Columbia Crest 2010 Merlot “H3” (Horse Heaven Hills, WA) $15 (88)
One of the best values on the lis, this Merlot is medium-bodied, balanced, and very easy to enjoy. I enjoyed its tasty oak-infused black raspberry flavors with a hint of blackberry and touch of red currant. It’s a nice everyday offering that would pair perfectly with a juicy burger.
Lamoreaux Landing 2010 Merlot “Block 137” (Finger Lakes, NY) $17 (88)
This Merlot from the Finger Lakes got the nod from the tasting panel. It is medium-bodied, balanced, and easy going. The panle liked its mild tart red plum flavors with hints of spice and mild oak. It finishes dry with moderate tannins that are sticky. The panel thought it would be a good match for a sausage and peppers hero.

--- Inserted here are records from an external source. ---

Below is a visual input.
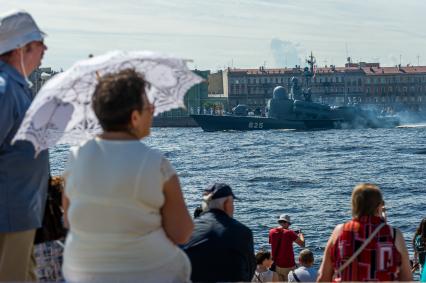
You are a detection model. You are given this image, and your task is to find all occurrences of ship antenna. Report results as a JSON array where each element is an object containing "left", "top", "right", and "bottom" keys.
[{"left": 306, "top": 51, "right": 316, "bottom": 74}]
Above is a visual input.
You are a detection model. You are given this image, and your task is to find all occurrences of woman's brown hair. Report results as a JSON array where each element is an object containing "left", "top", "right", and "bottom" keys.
[
  {"left": 92, "top": 69, "right": 149, "bottom": 132},
  {"left": 255, "top": 250, "right": 271, "bottom": 265},
  {"left": 351, "top": 183, "right": 384, "bottom": 218}
]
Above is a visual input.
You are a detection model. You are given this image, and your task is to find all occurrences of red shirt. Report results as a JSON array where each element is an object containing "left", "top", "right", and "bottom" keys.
[
  {"left": 269, "top": 227, "right": 298, "bottom": 268},
  {"left": 330, "top": 216, "right": 401, "bottom": 281}
]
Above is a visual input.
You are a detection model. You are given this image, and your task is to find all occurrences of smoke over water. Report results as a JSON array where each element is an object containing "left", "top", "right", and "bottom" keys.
[
  {"left": 395, "top": 110, "right": 426, "bottom": 126},
  {"left": 270, "top": 38, "right": 302, "bottom": 67}
]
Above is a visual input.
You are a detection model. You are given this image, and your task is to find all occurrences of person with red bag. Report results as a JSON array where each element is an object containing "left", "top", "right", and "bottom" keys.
[{"left": 317, "top": 183, "right": 412, "bottom": 282}]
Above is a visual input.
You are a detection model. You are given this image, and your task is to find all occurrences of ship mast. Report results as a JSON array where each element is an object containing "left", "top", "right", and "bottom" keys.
[
  {"left": 306, "top": 51, "right": 316, "bottom": 76},
  {"left": 304, "top": 51, "right": 316, "bottom": 88}
]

Oyster Bay 2013 Merlot “Hawkes Bay” (New Zealand) $15 (87)
This Merlot from New Zealand is a good value wine to consider for everyday consumption. It is nicely balanced and easy to drink. It displays gentle black plum flavors with a touch of oak and hint of black cherry. This friendly Merlot is a very nice glass pour or wedding option. I would enjoy it with juicy Angus burger sliders.
I encourage readers to support this noble grape and bring it back to the forefront of wine consumption. I also encourage winemakers to produce very good affordable Merlot for all readers to consume. If you find a Merlot gem in your travels, please post it in the comments section for our readers to discover.